In a typical downturn, young people flock to higher education, especially lower-cost alternatives like community colleges, state universities and trade schools, to bolster their employability. At the same time, parents and students nationwide are agonizing over choices between public schools and private schools and what loans they can afford or even qualify for.
And although Americans have a hard time paying their medical bills and preventive medical care takes a hit in a poor economy, some economists say that there are positive health effects.
“People are physically healthier in times of recession,” said Christopher Ruhm, an economist at the University of North Carolina at Greensboro. “Death rates fall, people smoke less, drink less and exercise more. Traffic fatalities go way down, which is not a surprise when people drive less. Heart attacks go down. Back problems go down. People have more time to prepare healthier meals at home. When the economy weakens, pollution falls.”
This Panglossian view has its limits.
“People are healthier, but they’re not happier,” Mr. Ruhm said. “Suicide rises, and mental health may deteriorate.”
Generally, though, poverty is associated with bad health. And since economic downturns have so many effects, it is often impossible to sort out what mechanism might be responsible for what health result.
Some economists are skeptical of Mr. Ruhm’s findings.

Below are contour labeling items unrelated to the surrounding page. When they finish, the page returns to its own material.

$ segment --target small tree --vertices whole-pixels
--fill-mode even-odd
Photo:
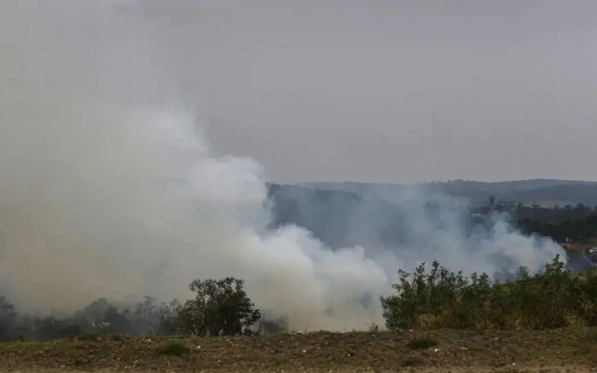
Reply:
[[[247,335],[261,319],[259,310],[243,289],[244,281],[232,277],[194,280],[189,288],[196,293],[179,314],[185,331],[201,335]]]

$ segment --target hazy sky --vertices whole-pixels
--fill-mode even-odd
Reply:
[[[43,45],[72,66],[17,60],[42,45],[28,31],[41,18],[5,19],[5,71],[47,80],[76,66],[101,90],[87,76],[109,61],[115,95],[183,101],[219,153],[276,181],[597,180],[595,0],[99,1],[132,25],[118,35],[90,0],[41,2],[19,11],[64,25]],[[141,53],[150,63],[118,68]],[[163,97],[139,97],[149,71]]]

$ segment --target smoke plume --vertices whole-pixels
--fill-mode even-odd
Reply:
[[[192,279],[232,276],[291,327],[362,329],[383,323],[375,300],[399,269],[437,259],[491,273],[501,255],[536,270],[560,252],[501,221],[465,234],[466,206],[447,197],[438,226],[420,195],[404,196],[409,231],[393,247],[364,214],[352,224],[368,246],[332,250],[306,229],[269,229],[265,170],[213,155],[156,31],[166,26],[84,2],[0,3],[0,288],[18,309],[186,299]]]

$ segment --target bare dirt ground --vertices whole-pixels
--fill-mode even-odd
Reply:
[[[597,372],[597,328],[257,337],[85,335],[0,344],[0,372],[8,371]]]

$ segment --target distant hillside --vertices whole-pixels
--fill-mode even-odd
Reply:
[[[556,179],[533,179],[486,183],[453,180],[416,184],[375,183],[303,183],[298,185],[326,190],[338,190],[376,196],[393,201],[415,190],[438,192],[456,197],[465,197],[484,203],[493,196],[496,200],[528,204],[536,202],[558,204],[584,204],[597,205],[597,182]]]

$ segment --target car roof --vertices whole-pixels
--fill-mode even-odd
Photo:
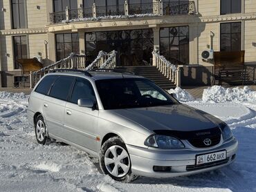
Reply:
[[[123,78],[145,78],[141,76],[137,76],[129,73],[122,73],[116,72],[98,72],[98,71],[89,71],[84,73],[84,71],[64,71],[64,72],[54,72],[48,73],[48,75],[68,75],[73,77],[86,77],[86,79],[91,79],[92,80],[100,79],[123,79]]]

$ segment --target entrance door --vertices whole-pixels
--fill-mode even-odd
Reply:
[[[86,34],[86,55],[92,62],[100,50],[116,50],[118,66],[149,66],[152,64],[153,36],[152,29],[88,33]],[[91,48],[91,45],[95,49]]]

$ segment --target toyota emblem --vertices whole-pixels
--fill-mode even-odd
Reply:
[[[205,145],[209,146],[212,144],[212,140],[207,138],[203,140],[203,143],[205,144]]]

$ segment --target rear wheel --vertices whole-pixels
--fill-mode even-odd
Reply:
[[[130,157],[125,143],[119,137],[111,137],[103,144],[100,158],[103,173],[115,180],[129,182],[138,177],[131,173]]]
[[[35,125],[35,137],[39,144],[44,145],[46,142],[46,128],[42,115],[37,117]]]

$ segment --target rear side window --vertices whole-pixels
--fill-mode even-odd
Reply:
[[[71,102],[73,104],[77,104],[78,99],[82,98],[91,99],[93,102],[96,101],[91,83],[86,79],[77,78],[73,90]]]
[[[74,78],[71,77],[59,77],[51,89],[50,96],[66,101],[73,81]]]
[[[35,91],[41,94],[47,95],[51,86],[57,78],[57,76],[56,75],[48,75],[45,77],[41,81],[40,84],[37,86]]]

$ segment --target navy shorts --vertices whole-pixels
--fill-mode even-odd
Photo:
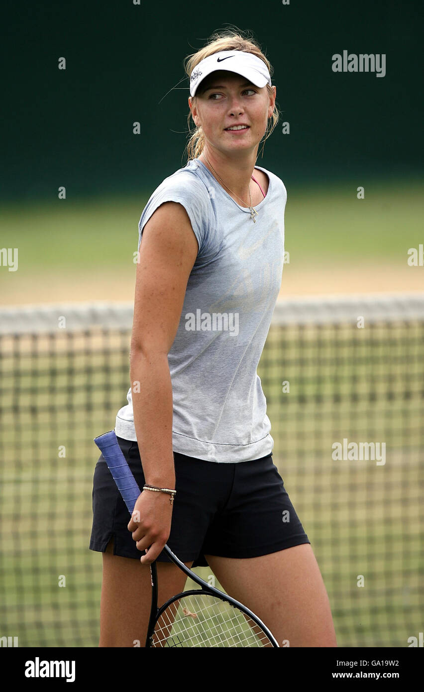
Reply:
[[[118,437],[138,486],[145,477],[137,442]],[[205,555],[254,558],[311,541],[273,463],[219,464],[174,452],[176,495],[167,545],[183,562],[206,567]],[[101,455],[94,471],[90,549],[140,559],[127,526],[130,516]],[[144,553],[144,551],[142,552]],[[169,562],[162,552],[160,562]]]

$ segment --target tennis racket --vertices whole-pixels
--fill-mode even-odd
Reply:
[[[94,439],[132,514],[140,490],[118,442],[115,430]],[[147,647],[266,646],[279,648],[268,628],[248,608],[208,584],[181,562],[167,545],[174,565],[200,587],[172,597],[158,608],[156,563],[150,565],[151,610]]]

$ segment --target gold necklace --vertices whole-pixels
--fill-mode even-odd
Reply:
[[[235,194],[236,197],[237,197],[237,199],[239,199],[241,202],[243,202],[243,204],[246,204],[246,203],[244,201],[244,200],[241,199],[241,198],[239,197],[238,194],[236,194],[235,192],[233,192],[232,190],[230,190],[230,188],[228,188],[228,185],[225,185],[225,183],[224,183],[224,181],[222,179],[222,178],[219,177],[219,176],[216,173],[216,171],[215,170],[215,169],[213,167],[213,166],[209,163],[209,161],[206,158],[206,155],[204,153],[203,153],[203,156],[205,156],[205,159],[206,160],[206,163],[208,163],[208,165],[209,166],[210,166],[210,167],[213,170],[213,172],[215,174],[215,175],[216,176],[216,177],[219,178],[219,180],[221,181],[221,182],[223,185],[225,185],[225,188],[227,188],[228,190],[230,190],[230,192],[232,192],[233,194]],[[248,206],[249,209],[250,210],[250,219],[252,219],[253,220],[254,224],[256,224],[256,219],[255,218],[255,215],[256,214],[257,216],[259,216],[259,215],[258,215],[258,212],[257,212],[256,209],[254,209],[253,206],[252,206],[252,195],[250,194],[250,183],[249,183],[249,197],[250,198],[250,205],[248,204]]]

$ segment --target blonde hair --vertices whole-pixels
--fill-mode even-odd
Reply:
[[[262,53],[260,46],[250,33],[248,32],[240,32],[239,29],[237,29],[237,30],[234,30],[233,29],[223,29],[220,31],[214,32],[203,48],[197,51],[196,53],[192,53],[185,58],[184,69],[189,79],[193,69],[199,64],[201,60],[220,51],[244,51],[245,53],[252,53],[264,61],[269,70],[270,75],[272,75],[273,69],[270,63]],[[266,89],[270,96],[274,95],[273,89],[268,84],[266,84]],[[195,99],[196,96],[193,96],[192,98]],[[187,119],[190,138],[185,147],[188,161],[192,158],[197,158],[205,148],[203,131],[200,126],[195,127],[194,131],[190,129],[191,118],[192,113],[190,112]],[[274,112],[271,117],[268,118],[266,125],[266,136],[262,145],[262,156],[264,156],[265,140],[268,139],[278,122],[278,109],[275,104]]]

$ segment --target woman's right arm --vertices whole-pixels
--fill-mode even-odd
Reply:
[[[199,246],[184,207],[165,202],[143,230],[136,275],[130,379],[136,435],[146,484],[175,488],[172,452],[172,387],[167,354],[178,329],[187,284]],[[131,518],[141,558],[158,557],[171,530],[170,495],[145,491]],[[176,502],[178,497],[176,495]]]

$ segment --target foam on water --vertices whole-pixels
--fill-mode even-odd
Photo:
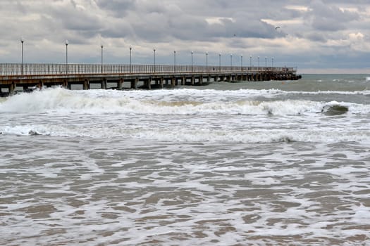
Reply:
[[[163,115],[269,113],[287,115],[320,112],[327,104],[325,102],[297,100],[248,100],[248,98],[273,97],[276,93],[295,93],[276,90],[259,91],[257,93],[257,91],[250,90],[221,91],[189,89],[153,92],[142,91],[135,93],[101,90],[80,92],[57,88],[12,96],[0,104],[0,112],[82,112],[93,114],[120,112]],[[353,106],[357,109],[357,113],[370,112],[368,105],[345,105]]]
[[[0,244],[370,244],[367,92],[333,89],[3,100]]]
[[[4,245],[370,242],[370,153],[351,143],[45,141],[1,156]]]

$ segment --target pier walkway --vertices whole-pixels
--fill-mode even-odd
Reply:
[[[171,65],[0,63],[0,95],[35,86],[152,89],[216,82],[296,80],[293,67]]]

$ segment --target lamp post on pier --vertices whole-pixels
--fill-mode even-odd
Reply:
[[[194,72],[194,67],[193,67],[193,65],[192,65],[192,72]]]
[[[23,75],[23,42],[24,41],[25,41],[25,39],[22,37],[20,38],[20,44],[21,44],[21,46],[22,46],[22,67],[20,69],[20,72],[21,72],[22,75]]]
[[[173,72],[176,72],[176,51],[173,51]]]
[[[221,72],[221,53],[218,54],[218,72]]]
[[[154,73],[156,72],[156,49],[153,48],[153,54],[154,56]]]
[[[103,73],[103,44],[100,44],[100,47],[101,47],[101,73]]]
[[[131,60],[132,51],[132,47],[130,46],[130,73],[132,72],[132,63]]]
[[[243,55],[240,56],[240,70],[243,70]]]
[[[66,75],[68,74],[68,41],[66,39]]]
[[[208,52],[206,52],[206,71],[208,72]]]

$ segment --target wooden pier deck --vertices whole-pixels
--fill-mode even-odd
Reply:
[[[35,86],[150,89],[179,84],[300,78],[295,68],[286,67],[3,63],[0,64],[0,95],[27,91]]]

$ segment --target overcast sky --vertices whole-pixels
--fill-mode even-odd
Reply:
[[[370,0],[0,0],[0,63],[194,63],[370,73]]]

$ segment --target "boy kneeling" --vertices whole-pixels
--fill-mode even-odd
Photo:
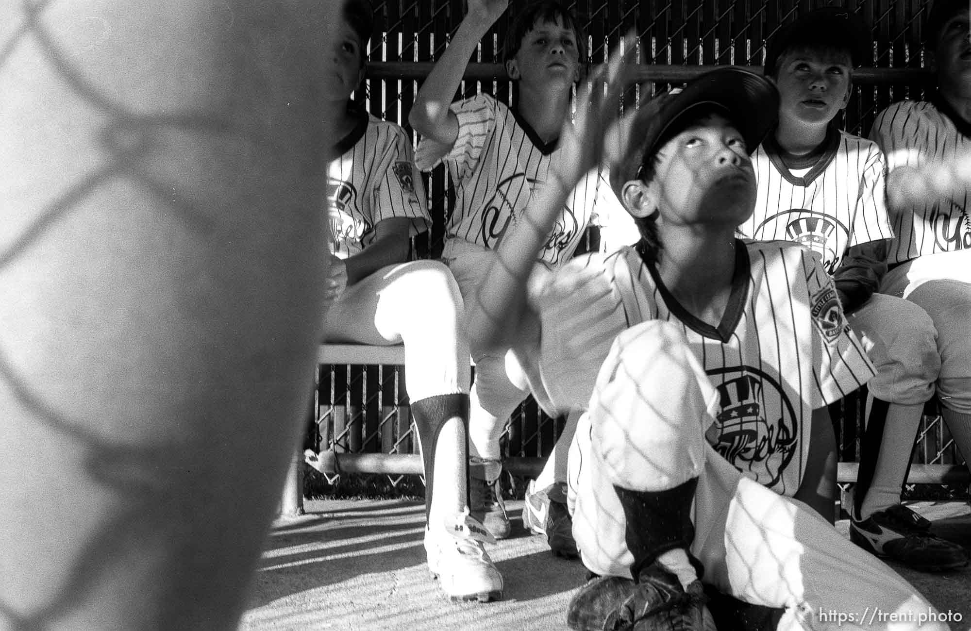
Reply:
[[[616,108],[590,100],[557,165],[565,190],[599,160]],[[470,306],[474,334],[532,359],[548,409],[588,409],[571,500],[599,577],[571,602],[572,628],[710,626],[699,579],[724,628],[828,626],[820,611],[859,603],[915,620],[930,609],[799,501],[831,483],[826,406],[873,369],[811,252],[734,238],[754,203],[749,151],[778,106],[769,82],[731,68],[653,99],[611,174],[639,244],[578,259],[527,304],[528,257],[565,194],[546,190]]]

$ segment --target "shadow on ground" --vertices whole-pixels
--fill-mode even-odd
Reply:
[[[971,509],[954,502],[918,503],[934,531],[971,548]],[[451,603],[428,575],[421,545],[424,504],[401,500],[308,502],[308,515],[278,521],[267,538],[240,628],[563,629],[565,612],[586,571],[553,556],[509,503],[513,536],[487,547],[505,579],[499,602]],[[837,523],[844,536],[849,524]],[[942,612],[971,629],[971,569],[921,574],[895,568]],[[954,617],[952,619],[954,619]]]

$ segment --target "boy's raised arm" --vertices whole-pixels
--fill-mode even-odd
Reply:
[[[469,0],[462,23],[419,90],[408,121],[424,136],[425,143],[433,141],[441,145],[441,155],[448,152],[458,137],[458,118],[449,106],[462,82],[469,58],[508,5],[509,0]]]

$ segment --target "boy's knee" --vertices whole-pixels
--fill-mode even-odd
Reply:
[[[860,325],[867,353],[877,369],[870,391],[885,401],[911,405],[934,394],[941,370],[937,329],[930,316],[910,301],[877,294],[874,311]]]
[[[422,313],[435,316],[437,312],[462,310],[462,296],[458,283],[445,264],[439,261],[419,260],[408,264],[409,285],[416,305]]]

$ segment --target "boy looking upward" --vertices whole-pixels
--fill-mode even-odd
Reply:
[[[418,166],[427,171],[444,163],[454,186],[442,257],[465,300],[481,283],[492,249],[519,220],[529,200],[554,177],[551,166],[562,154],[560,133],[569,120],[574,83],[586,57],[583,33],[564,4],[529,3],[519,11],[505,42],[515,102],[507,105],[479,94],[452,103],[469,57],[507,5],[505,0],[470,0],[468,13],[409,115],[421,134]],[[536,254],[539,265],[552,269],[570,258],[597,205],[601,185],[609,190],[592,169],[566,197]],[[488,352],[474,339],[470,343],[476,363],[470,393],[472,514],[501,538],[509,534],[510,525],[498,486],[499,437],[527,389],[507,374],[505,352]],[[566,516],[565,512],[559,515]]]
[[[574,597],[568,624],[710,628],[703,580],[732,599],[712,611],[721,628],[752,628],[750,615],[765,628],[835,628],[819,612],[860,602],[917,628],[926,601],[798,501],[819,495],[825,449],[814,433],[829,425],[826,405],[873,373],[811,252],[734,238],[755,199],[748,148],[779,107],[767,80],[721,69],[642,106],[611,174],[642,240],[527,291],[562,199],[600,161],[618,74],[613,65],[609,95],[582,93],[556,186],[500,246],[469,305],[486,344],[535,359],[540,401],[588,410],[570,482],[574,534],[599,577]]]
[[[438,261],[408,261],[409,237],[430,224],[408,136],[354,106],[365,71],[373,12],[344,5],[328,51],[324,93],[346,103],[335,116],[329,164],[332,259],[324,318],[327,340],[404,343],[408,395],[425,475],[428,567],[452,599],[501,597],[502,578],[468,515],[469,347],[461,296]]]
[[[917,305],[875,293],[893,236],[884,156],[875,143],[835,124],[868,35],[854,14],[826,7],[769,42],[765,74],[779,88],[779,123],[753,154],[758,194],[740,231],[794,241],[820,255],[877,369],[868,382],[851,539],[916,569],[953,569],[967,562],[962,548],[931,535],[929,523],[900,504],[923,405],[940,370],[936,333]]]

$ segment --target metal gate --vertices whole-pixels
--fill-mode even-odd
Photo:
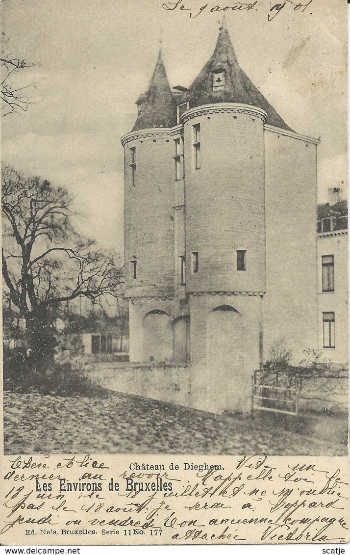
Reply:
[[[266,380],[261,371],[254,372],[252,410],[282,412],[297,416],[299,387],[297,376],[290,377],[287,384],[278,385],[278,382],[277,374],[270,376],[269,379]]]

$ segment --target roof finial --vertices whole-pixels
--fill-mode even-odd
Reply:
[[[163,44],[163,25],[159,26],[159,52],[162,52],[162,48]]]

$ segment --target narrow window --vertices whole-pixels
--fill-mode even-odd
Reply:
[[[138,263],[138,261],[137,260],[130,260],[130,264],[131,265],[131,272],[132,272],[132,274],[133,274],[133,279],[136,279],[136,264]]]
[[[180,257],[181,261],[181,285],[185,285],[186,283],[186,256],[184,254]]]
[[[334,259],[332,254],[322,256],[322,291],[334,290]]]
[[[246,251],[237,251],[237,269],[241,271],[246,269]]]
[[[199,270],[198,253],[196,251],[192,253],[192,271],[196,274]]]
[[[334,330],[334,313],[323,312],[323,347],[334,349],[336,336]]]
[[[181,179],[181,153],[180,153],[180,139],[179,137],[174,140],[175,144],[175,155],[174,157],[175,163],[175,181],[180,181]]]
[[[136,147],[132,147],[130,149],[131,154],[131,164],[130,167],[131,168],[132,176],[131,183],[133,186],[135,186],[135,174],[136,173]]]
[[[193,126],[194,142],[193,146],[195,149],[195,168],[196,170],[201,167],[201,124],[196,123]]]
[[[107,336],[105,334],[101,334],[101,351],[105,355],[106,352]]]
[[[322,220],[322,231],[331,231],[331,218],[324,218]]]

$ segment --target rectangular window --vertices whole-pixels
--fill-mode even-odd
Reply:
[[[91,352],[93,355],[99,355],[100,345],[100,336],[99,335],[91,336]]]
[[[193,143],[195,149],[195,168],[196,170],[201,167],[201,124],[196,123],[193,126],[194,142]]]
[[[181,285],[185,285],[186,283],[186,256],[184,254],[180,257],[181,261]]]
[[[133,279],[136,279],[136,266],[138,263],[137,260],[130,260],[130,264],[131,265],[131,273],[133,275]]]
[[[198,264],[198,253],[196,251],[192,253],[192,271],[196,274],[199,269]]]
[[[331,231],[331,218],[324,218],[322,220],[322,231]]]
[[[131,155],[131,163],[130,167],[131,168],[131,183],[133,186],[135,186],[135,174],[136,173],[136,147],[132,147],[130,149]]]
[[[237,251],[237,269],[242,271],[246,269],[246,251]]]
[[[174,139],[175,155],[174,157],[175,164],[175,181],[185,179],[185,157],[184,154],[184,137],[178,137]]]
[[[332,254],[322,256],[322,291],[334,290],[334,260]]]
[[[334,349],[336,335],[334,330],[334,313],[322,312],[323,319],[323,347]]]

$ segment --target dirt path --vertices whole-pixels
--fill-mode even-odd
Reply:
[[[6,455],[346,454],[343,446],[249,416],[216,416],[121,393],[92,399],[7,393],[4,409]]]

“This is a very complicated area,” said Ralph Catalano, a professor of public health at Berkeley. “If you’re looking at people anticipating economic adversity, worrying about losing their job, some of them will spend less money on alcohol, take fewer risks, do more things that are good for them. So, in some places, the net effect may be fewer people having acute traumatic illness. But if you look at the people who’ve actually lost a job, or lost a business, they are more likely to have adverse health outcomes. When you get to saying there must be fewer people driving, so there must be fewer traffic accidents and cleaner air, that’s what I’d call econometric imagination.”
Mr. Catalano, who found in an earlier study, based on data from Germany, that a bad economy was linked with a decline in male births, cautioned against predicting how this recession would reshape society.
“What we don’t know is what’s going to happen next,” he said. “We don’t know yet how anxious people are going to get, or how many people are going to lose their jobs. The experience we’re going through is unprecedented. The last time we had this kind of experience was in the 1930s, and we didn’t have data.”
Mr. Conley, too, harked back to the Great Depression in suggesting that the current downturn could lead to a more equal America, if the richest people suffer the greatest economic losses.
“Nineteen twenty-nine was the peak of inequality,” he said. “It’s almost like things get too top-heavy, and they topple over.”